By Nahrizul Adib Kadri
One of the strangest things about adulthood is how quickly achievements become administration.
You work towards something for months, sometimes years. You imagine how it would feel when it finally arrives. You picture the relief, the satisfaction, perhaps even a moment of celebration. Then it happens. And almost immediately, it becomes work.
I was reminded of this recently while looking back at the past year. Within the span of twelve months, I was promoted to full professor, appointed Principal of Tuanku Bahiyah Residential College, and later became Director of UM Press. Looking at those milestones on paper, they seem significant enough.
Yet if you asked me what I remember most, it is not the announcements. It is the meetings that followed. The budgets. The planning. The student matters. The manuscripts. The deadlines. The emails that somehow continue multiplying despite our best efforts to reduce them.
Mind you, none of this is a complaint. In fact, it is exactly how it should be. Every meaningful responsibility comes attached to actual responsibility. The surprising part is how quickly the mind adapts.
The thing we once wanted arrives, and before we have fully appreciated it, our attention shifts to what comes next.
I came across a quote recently that stayed with me: “Happiness is your current situation minus expectations.” And like most simple formulas, it is probably not entirely accurate. Life is more complicated than that. But there is enough truth in it to make one pause.
Perhaps what reduces our happiness is not that our situation becomes worse. Perhaps it is that our expectations continue moving. And think about how often this happens.
A student spends months preparing for examinations. The results finally arrive. For a brief moment, there is relief. Then the focus turns to university applications.
A young graduate secures their first job. After the excitement settles, attention shifts towards promotion, salary increments, or the next opportunity.
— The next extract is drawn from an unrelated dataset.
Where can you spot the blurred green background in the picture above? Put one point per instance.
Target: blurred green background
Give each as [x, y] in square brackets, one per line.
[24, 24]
Someone buys their first house after years of saving. Not long after, there are renovation plans, maintenance issues, financing concerns, and thoughts about the next property.
And the pattern repeats itself throughout life: the destination arrives, and almost immediately transforms into a starting point for another journey.
In many ways, this is not a bad thing. Expectations serve a purpose. They motivate us. They encourage effort. They help us direct our next moves. They help us imagine possibilities. Without expectations, many worthwhile things would never be attempted at all.
You see, the problem arises when expectations refuse to retire after doing their job. Instead of helping us reach a destination, they immediately begin pointing towards another one. Before we have had the chance to enjoy what arrived, they are already asking what comes next.
I suspect social media amplifies this tendency. We are constantly exposed to the next achievement, the next milestone, the next upgrade. There is always someone launching a business, completing a doctorate, travelling somewhere interesting, buying something impressive, or announcing a new chapter.
It becomes surprisingly easy to view our own lives through the lens of what is still missing rather than what is already present.
The irony is that many of the things we currently take for granted were once expectations themselves: the position we hold; the family we built; the friendships that endured; the opportunities that became routine.
At some point, we wished for these things. We worked for them. We hoped they would arrive. And then they did. Yet, somewhere along the way, they quietly became, for want of a better word, normal.
Perhaps that is why happiness can sometimes feel elusive. Not because it is absent, but because familiarity makes it harder to notice. So near, yet so far.
The older I get, the less convinced I am that happiness comes from eliminating expectations altogether. That sounds neither realistic nor desirable.
Instead, I wonder whether the real challenge is knowing when to pause them. To let expectations do their work when planning for the future, but not allow them to steal every moment of the present. To recognise when something we once wanted has finally arrived. To stay there for a while. To notice it.
Because achievements will always become administration. Milestones will always become maintenance. Life will always continue moving.
The question is whether we stay long enough to notice what just arrived.

The author is a professor of biomedical engineering at the Faculty of Engineering, the Director of UM Press, and the Principal of Tuanku Bahiyah Residential College, Universiti Malaya.